Interesting Details about ROC Curve Calculations

13 minute read

The area under the receiver operating characteristic curve (commonly known as “AUC” or “AUROC”) is a widely used metric for evaluating binary classifiers. Most data scientists are familiar with the famous curve itself, which plots the true positive rate against the false positive rate, and are familiar with integrals (i.e., area under the curve). So, it’s a pretty straightforward concept theoretically, but how is it actually calculated for a real dataset and a real model? That is what we’ll be digging into in this post. There’s some interesting intuition to be gained by understanding the exact implementation (which is quite simple).

Quick disclaimer here: It is not the intent of this post to show how these calculations are implemented in production; there are variations and optimizations to the methodology and code presented. Rather, the intent is to show a basic, easy to understand implementation with the objective of building the reader’s intuition.

Sample ROC Curve

Sample ROC Curve

General Discussion

Before jumping into the code, let’s take a stroll down conversation street and provide a general, high-level, and undoubtedly hand-wavy treatment of the famed ROC curve. Receiver Operator Characteristic.
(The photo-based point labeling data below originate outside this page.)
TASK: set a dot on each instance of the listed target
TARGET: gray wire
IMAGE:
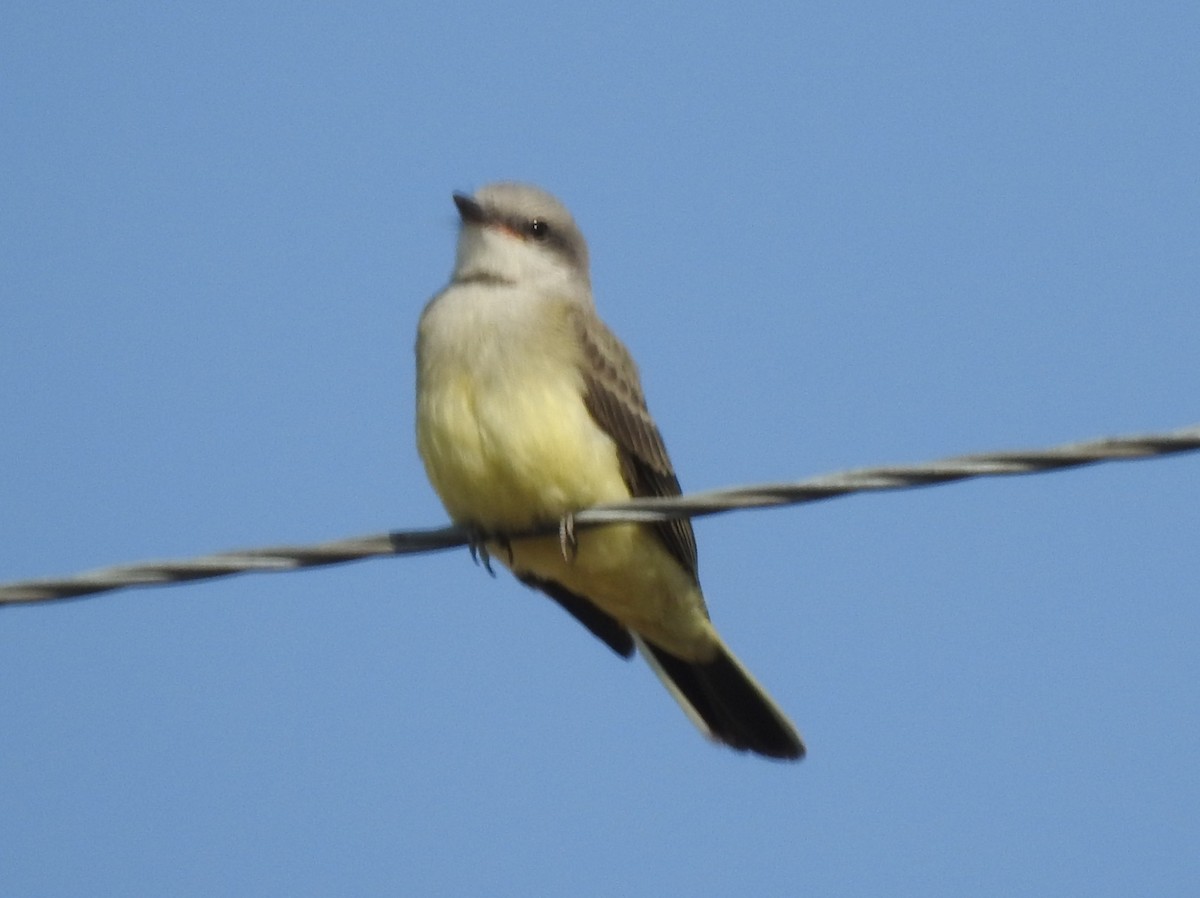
(642, 510)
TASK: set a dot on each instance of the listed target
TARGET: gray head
(521, 234)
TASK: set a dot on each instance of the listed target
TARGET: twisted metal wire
(895, 477)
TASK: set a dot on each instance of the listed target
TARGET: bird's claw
(567, 539)
(477, 544)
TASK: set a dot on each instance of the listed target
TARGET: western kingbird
(528, 408)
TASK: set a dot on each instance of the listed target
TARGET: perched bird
(528, 409)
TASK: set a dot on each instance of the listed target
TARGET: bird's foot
(477, 544)
(567, 539)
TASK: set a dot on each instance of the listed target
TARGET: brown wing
(613, 397)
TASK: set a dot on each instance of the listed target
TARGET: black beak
(468, 209)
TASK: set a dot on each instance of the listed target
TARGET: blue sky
(832, 234)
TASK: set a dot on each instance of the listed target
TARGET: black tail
(725, 701)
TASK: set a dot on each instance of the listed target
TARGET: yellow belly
(508, 459)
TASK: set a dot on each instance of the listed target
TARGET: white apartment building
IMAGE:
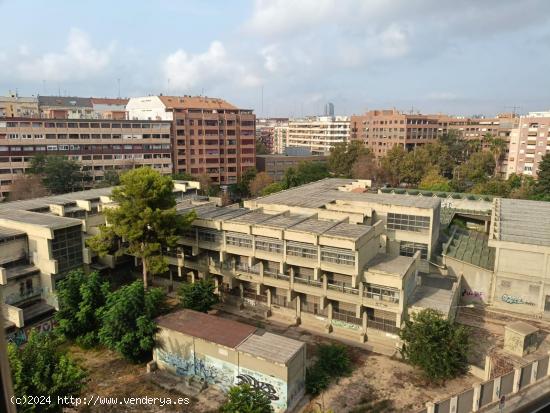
(529, 142)
(319, 133)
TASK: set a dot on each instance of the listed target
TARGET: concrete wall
(224, 367)
(489, 392)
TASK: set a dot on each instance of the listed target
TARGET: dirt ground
(109, 375)
(378, 383)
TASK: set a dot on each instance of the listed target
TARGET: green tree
(542, 187)
(42, 370)
(145, 218)
(198, 296)
(81, 298)
(391, 164)
(344, 155)
(436, 345)
(59, 174)
(127, 320)
(303, 173)
(432, 181)
(496, 146)
(272, 188)
(244, 398)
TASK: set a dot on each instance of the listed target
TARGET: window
(408, 249)
(67, 248)
(301, 249)
(238, 240)
(338, 256)
(209, 235)
(269, 244)
(405, 222)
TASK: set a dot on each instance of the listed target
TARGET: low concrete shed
(224, 353)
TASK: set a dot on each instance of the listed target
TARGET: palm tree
(497, 146)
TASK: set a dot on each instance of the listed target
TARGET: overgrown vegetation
(333, 361)
(42, 370)
(146, 219)
(244, 398)
(436, 345)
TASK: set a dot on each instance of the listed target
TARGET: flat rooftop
(271, 347)
(326, 191)
(390, 265)
(36, 218)
(217, 330)
(46, 201)
(521, 221)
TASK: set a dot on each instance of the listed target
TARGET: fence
(488, 392)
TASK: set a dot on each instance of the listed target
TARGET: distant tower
(329, 109)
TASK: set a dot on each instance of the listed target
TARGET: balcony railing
(308, 281)
(343, 288)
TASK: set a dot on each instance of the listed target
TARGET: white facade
(319, 134)
(147, 108)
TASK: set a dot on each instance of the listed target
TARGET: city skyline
(285, 59)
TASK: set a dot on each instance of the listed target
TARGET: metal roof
(217, 330)
(326, 191)
(271, 347)
(521, 221)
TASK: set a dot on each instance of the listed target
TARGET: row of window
(404, 222)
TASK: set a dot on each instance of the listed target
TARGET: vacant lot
(111, 376)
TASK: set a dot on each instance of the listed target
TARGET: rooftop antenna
(514, 108)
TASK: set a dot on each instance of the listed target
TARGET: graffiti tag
(472, 294)
(510, 299)
(264, 387)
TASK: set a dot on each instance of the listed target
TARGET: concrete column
(477, 397)
(534, 371)
(298, 309)
(268, 294)
(496, 389)
(430, 407)
(517, 379)
(453, 404)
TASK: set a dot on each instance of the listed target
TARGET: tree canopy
(127, 320)
(41, 369)
(145, 218)
(59, 174)
(436, 345)
(81, 298)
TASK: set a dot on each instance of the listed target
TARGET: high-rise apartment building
(529, 142)
(318, 133)
(99, 145)
(209, 136)
(265, 131)
(14, 105)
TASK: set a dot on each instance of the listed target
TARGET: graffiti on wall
(211, 370)
(510, 299)
(343, 324)
(264, 387)
(21, 335)
(472, 294)
(274, 388)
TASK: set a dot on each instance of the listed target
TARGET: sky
(286, 57)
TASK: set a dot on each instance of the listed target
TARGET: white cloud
(187, 71)
(79, 61)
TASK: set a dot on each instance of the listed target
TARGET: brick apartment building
(209, 136)
(380, 130)
(99, 145)
(529, 142)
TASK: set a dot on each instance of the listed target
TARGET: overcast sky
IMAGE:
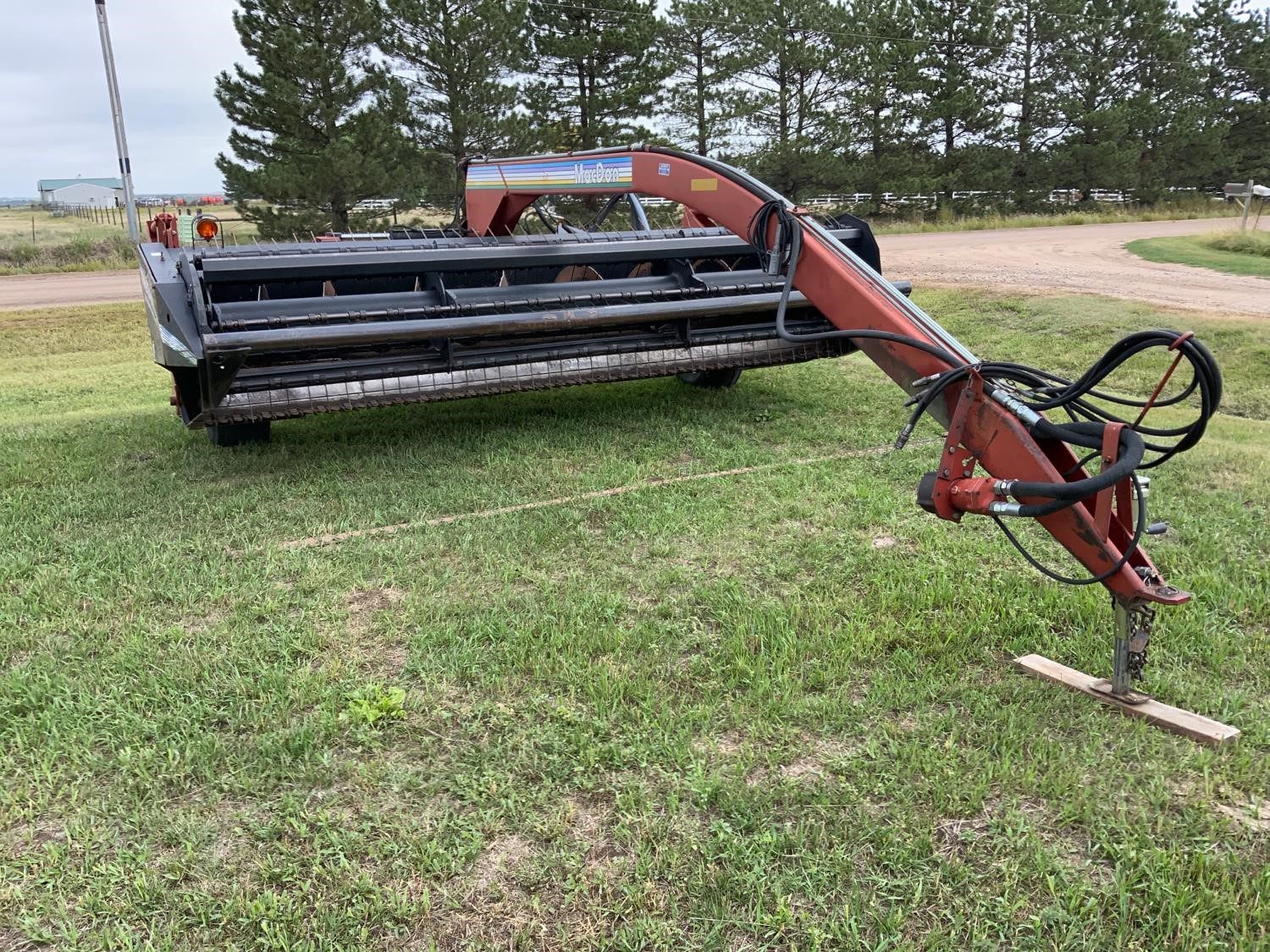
(55, 116)
(55, 113)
The origin of the name (and the method) traces its roots back to World War II. Radar operators (or receivers) sat in front of a display and were tasked with sounding an alarm whenever an enemy aircraft was detected. Of course, radar signals can be quite noisy and it was difficult to distinguish between an enemy bomber and something far less menacing, such as a flock of geese. So, in effect, these radar operators were functioning as binary classifiers. There was a dire need to identify as many enemy aircraft as possible (recall, true positive rate), while minimizing the number of times the base went into high alert over an innocent flock of geese (false positive rate). Thus, the ROC curve was introduced as a method to analyze the performance of radar operators.
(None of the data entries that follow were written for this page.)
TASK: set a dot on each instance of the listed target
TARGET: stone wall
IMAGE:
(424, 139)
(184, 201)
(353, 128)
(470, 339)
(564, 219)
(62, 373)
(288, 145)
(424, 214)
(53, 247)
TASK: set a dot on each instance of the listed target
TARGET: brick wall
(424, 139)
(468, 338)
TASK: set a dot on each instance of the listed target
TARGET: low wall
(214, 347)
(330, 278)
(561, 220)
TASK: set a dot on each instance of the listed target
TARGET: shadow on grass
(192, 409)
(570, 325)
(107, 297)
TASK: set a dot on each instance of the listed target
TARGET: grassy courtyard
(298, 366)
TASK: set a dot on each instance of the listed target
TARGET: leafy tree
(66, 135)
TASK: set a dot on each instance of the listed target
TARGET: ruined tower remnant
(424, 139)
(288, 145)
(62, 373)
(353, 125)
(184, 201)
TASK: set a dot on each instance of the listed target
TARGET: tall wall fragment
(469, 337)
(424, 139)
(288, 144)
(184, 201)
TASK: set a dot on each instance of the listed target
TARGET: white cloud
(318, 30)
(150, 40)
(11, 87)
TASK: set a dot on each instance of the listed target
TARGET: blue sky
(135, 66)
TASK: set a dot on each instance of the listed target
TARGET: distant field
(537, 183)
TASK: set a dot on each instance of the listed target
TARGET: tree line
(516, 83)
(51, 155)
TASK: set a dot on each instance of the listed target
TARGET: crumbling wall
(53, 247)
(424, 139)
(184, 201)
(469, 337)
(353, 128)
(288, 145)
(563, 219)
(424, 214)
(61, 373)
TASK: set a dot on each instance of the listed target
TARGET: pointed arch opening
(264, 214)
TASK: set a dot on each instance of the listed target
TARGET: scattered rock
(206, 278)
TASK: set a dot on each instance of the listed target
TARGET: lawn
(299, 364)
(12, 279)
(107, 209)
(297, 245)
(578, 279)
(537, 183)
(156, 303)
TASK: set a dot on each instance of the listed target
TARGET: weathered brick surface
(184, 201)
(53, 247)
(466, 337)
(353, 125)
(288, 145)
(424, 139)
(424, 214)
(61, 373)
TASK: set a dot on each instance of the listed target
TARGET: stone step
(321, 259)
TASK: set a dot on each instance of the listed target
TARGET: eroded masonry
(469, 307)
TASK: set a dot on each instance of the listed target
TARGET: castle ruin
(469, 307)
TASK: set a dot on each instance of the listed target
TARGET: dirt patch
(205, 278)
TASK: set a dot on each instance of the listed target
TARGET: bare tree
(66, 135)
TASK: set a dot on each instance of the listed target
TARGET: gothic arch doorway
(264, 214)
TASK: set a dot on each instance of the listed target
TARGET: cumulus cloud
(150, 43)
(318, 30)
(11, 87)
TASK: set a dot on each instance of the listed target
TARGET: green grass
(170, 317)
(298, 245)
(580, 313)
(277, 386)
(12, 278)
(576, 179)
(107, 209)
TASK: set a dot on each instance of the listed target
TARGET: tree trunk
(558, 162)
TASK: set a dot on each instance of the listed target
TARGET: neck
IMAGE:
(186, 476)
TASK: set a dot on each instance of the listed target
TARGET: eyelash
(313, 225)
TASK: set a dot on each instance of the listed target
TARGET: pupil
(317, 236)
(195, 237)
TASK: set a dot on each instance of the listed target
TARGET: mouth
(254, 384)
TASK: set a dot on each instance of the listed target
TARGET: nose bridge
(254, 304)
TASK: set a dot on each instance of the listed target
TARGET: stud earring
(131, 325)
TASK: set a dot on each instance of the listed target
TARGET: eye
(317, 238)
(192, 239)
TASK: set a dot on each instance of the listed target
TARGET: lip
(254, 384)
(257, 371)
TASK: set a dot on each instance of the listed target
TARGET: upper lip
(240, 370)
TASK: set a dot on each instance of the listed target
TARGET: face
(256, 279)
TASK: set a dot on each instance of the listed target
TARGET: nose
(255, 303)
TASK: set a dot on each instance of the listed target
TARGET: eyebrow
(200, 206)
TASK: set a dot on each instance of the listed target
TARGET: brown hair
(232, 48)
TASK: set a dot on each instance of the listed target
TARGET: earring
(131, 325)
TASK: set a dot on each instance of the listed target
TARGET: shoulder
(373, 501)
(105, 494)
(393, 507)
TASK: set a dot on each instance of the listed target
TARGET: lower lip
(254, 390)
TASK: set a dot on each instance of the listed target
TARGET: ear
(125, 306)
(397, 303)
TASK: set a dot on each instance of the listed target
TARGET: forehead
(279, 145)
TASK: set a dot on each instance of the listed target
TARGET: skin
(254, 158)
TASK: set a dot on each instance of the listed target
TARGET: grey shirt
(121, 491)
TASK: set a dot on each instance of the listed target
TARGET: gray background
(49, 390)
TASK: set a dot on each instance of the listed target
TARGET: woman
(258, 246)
Binary Classification Space

The idealized ROC curve is continuous across all possible classification thresholds. Points that are plotted on the ROC curve correspond to particular classification thresholds \(T \in (-\infty, \infty)\). In the real world we are dealing with a discrete number of data points with which we would like to estimate the ROC curve for a classifier of interest. This manifests itself in ROC curves that can look a bit jumpy rather than smooth. Instead of considering all possible thresholds, we only have \(N\) thresholds to consider, where \(N\) is the number of data points in the dataset we are evaluating.
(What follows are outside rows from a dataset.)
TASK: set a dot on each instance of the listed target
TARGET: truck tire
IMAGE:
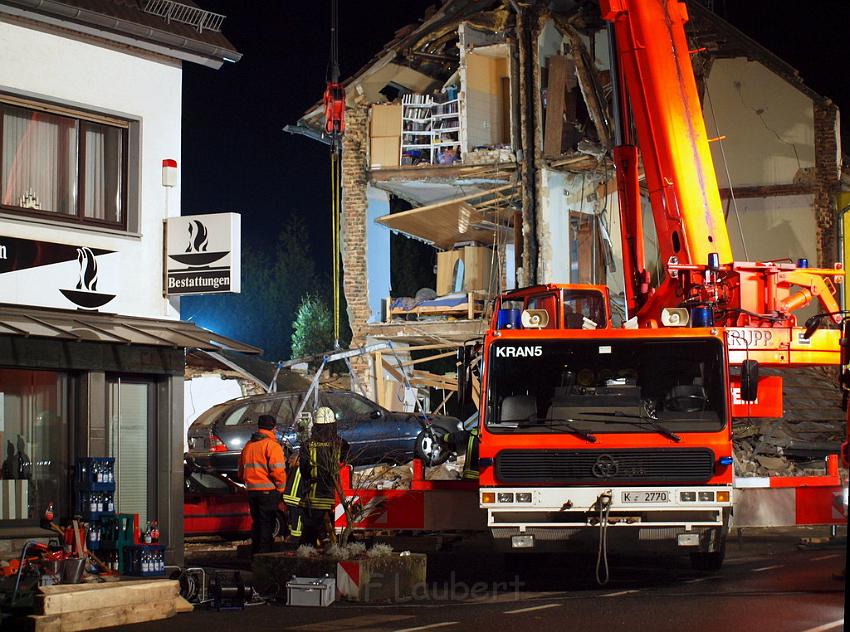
(431, 448)
(710, 561)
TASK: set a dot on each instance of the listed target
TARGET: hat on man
(324, 415)
(266, 422)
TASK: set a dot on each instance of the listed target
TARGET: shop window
(34, 436)
(57, 164)
(132, 410)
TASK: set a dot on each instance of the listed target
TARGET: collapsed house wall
(353, 229)
(378, 252)
(781, 150)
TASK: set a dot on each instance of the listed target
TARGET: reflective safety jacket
(294, 484)
(261, 465)
(319, 469)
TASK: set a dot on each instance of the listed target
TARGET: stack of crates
(119, 533)
(144, 560)
(94, 488)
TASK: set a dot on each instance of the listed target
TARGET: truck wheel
(430, 447)
(709, 561)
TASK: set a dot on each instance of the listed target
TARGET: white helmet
(324, 416)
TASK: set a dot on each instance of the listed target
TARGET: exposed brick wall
(827, 180)
(353, 226)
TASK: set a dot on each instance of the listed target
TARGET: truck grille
(598, 466)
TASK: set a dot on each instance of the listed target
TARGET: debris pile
(812, 428)
(386, 476)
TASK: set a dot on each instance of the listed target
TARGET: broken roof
(419, 54)
(181, 30)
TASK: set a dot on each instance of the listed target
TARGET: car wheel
(431, 448)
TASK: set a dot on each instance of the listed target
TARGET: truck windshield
(604, 386)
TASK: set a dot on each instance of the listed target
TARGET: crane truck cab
(586, 427)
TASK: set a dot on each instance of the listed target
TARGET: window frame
(79, 117)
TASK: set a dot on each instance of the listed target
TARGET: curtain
(102, 194)
(39, 161)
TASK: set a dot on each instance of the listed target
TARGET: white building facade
(91, 350)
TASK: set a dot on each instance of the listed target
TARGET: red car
(215, 505)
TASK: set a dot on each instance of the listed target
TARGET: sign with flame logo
(32, 271)
(85, 295)
(202, 254)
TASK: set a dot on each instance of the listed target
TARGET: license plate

The way I like to think about calculating ROC and AUC is to consider a simple table with columns for \(Y\) and \(\hat{Y}\), sorted descending by \(\hat{Y}\). You then iterate over rows of this table and the threshold you consider at any given moment is wherever the cursor of your iterator is. There is no need to quantify this threshold (e.g., \(T=0.75\)), it is simply something that classifies all data points above it as the positive class and all data points below it as the negative class. From here it is easy to calculate and record the FPR and TPR for this threshold. This (FPR, TPR) pair will then become a data point plotted on the ROC curve. When you are finished iterating over your data points, you have \(N\) (FPR, TPR) data points which are plotted to form the full ROC curve. This exact algorithm is implemented in code later in this post.

The only thing that matters in calculating the ROC curve and its AUC is the rank ordering of the predictions. Typically, normalized model outputs \(p \in [0, 1]\) are used for this, but as I will show in this post, unnormalized model outputs, such as outputs from a linear layer before sigmoid application, \(s \in (-\infty, \infty)\) are equally valid.

A common mistake to be avoided at all costs is calculating AUC using binarized predictions, e.g., \(\hat{Y} \in \{0, 1\}\) instead of scores or probabilities \(\hat{Y} \in (-\infty, \infty)\). The scary thing about this mistake is that most implementations like scikit-learn’s roc_auc_score will not throw an error. The computation can still be performed, but the critical sorting step doesn’t make sense anymore and the result will be something… strange.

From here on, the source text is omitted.